香らない恋もある。

2.ふたりの時間

 次の日のお昼休みは、わたしと蓮は中庭にいた。

「おお! 美味そう!」

 蓮はお弁当箱のふたを開けて、歓喜の声を上げる。
 なるべく茶色に偏らないように、彩りよくしたお弁当は、五時起きで作った。

「構想十年、制作時間は二年の力作だよ」

「おお! それ全米が泣く! ってゆーかそれ腐ってんじゃん!」

「腐らないよ。愛は腐らない」

 そういった瞬間、自分がとんでもなくくさい台詞を吐いてしまったことに気づく。

 ちらりと蓮のほうを見ると、彼も顔が真っ赤でお弁当に入れたプチトマトと張り合えそう。
 蓮が黙りこんでしまったので、わたしも何もいえなくなった。

 どうしよう……。
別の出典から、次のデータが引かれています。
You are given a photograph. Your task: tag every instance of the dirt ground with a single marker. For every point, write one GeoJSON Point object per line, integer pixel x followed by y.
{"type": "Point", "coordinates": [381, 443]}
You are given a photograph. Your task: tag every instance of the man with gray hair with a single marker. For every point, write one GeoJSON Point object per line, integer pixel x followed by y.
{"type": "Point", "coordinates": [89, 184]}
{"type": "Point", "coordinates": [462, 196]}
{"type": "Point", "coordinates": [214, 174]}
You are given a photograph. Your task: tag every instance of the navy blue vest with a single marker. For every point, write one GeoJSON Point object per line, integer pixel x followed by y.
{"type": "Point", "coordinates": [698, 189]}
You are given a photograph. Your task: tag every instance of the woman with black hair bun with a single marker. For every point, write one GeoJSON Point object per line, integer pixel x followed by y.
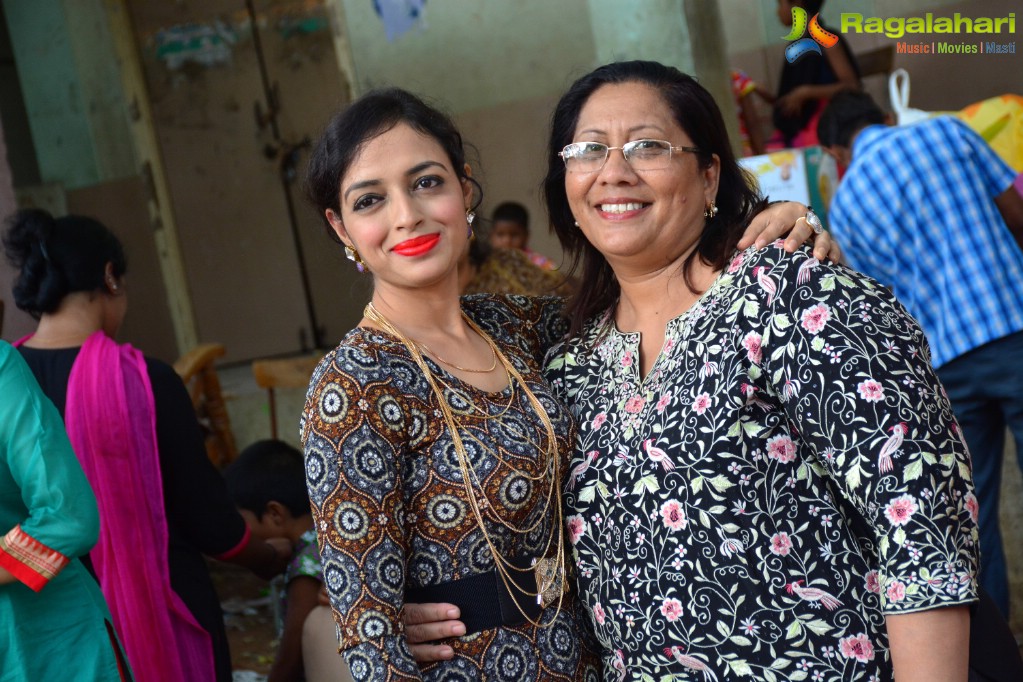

『愛』とか重いよね。
 でも、冗談だって蓮もわかってるはずなのに、なんでこんなに空気が重いのよ。

 心の中でパニックになっていると、蓮がガバッと顔をあげそれから親指をビッと立ててわたしにいう。

「萌香の愛は受け取った!」

 そこまでいうと、自分の言葉に恥ずかしくなったのか、蓮はますます顔を赤くさせ、「わあああああ!」と叫んでからペットボトルのお茶を一気に飲み干した。

 そして、盛大にごほごほとむせ始める。
 わたしも紅茶の入ったペットボトルに口をつけて勢いよく飲んだ。

「いただきまーす」という声が聞こえたかと思うと、蓮はお弁当を食べ始めていた。

 蓮は卵焼きを食べては、「美味い、なにこれ」と驚き、ミニハンバーグを食べて、「天才じゃん」と目を輝かせ、から揚げを食べて、「すっげー美味い!」と笑う。
 から揚げは、冷凍食品だけど黙っておこう。

 中学入学から十カ月。
 こんなに幸せなお昼は初めてだ。

 それなのに、心から喜べないのは蓮から恋の香りが一切しないことだった。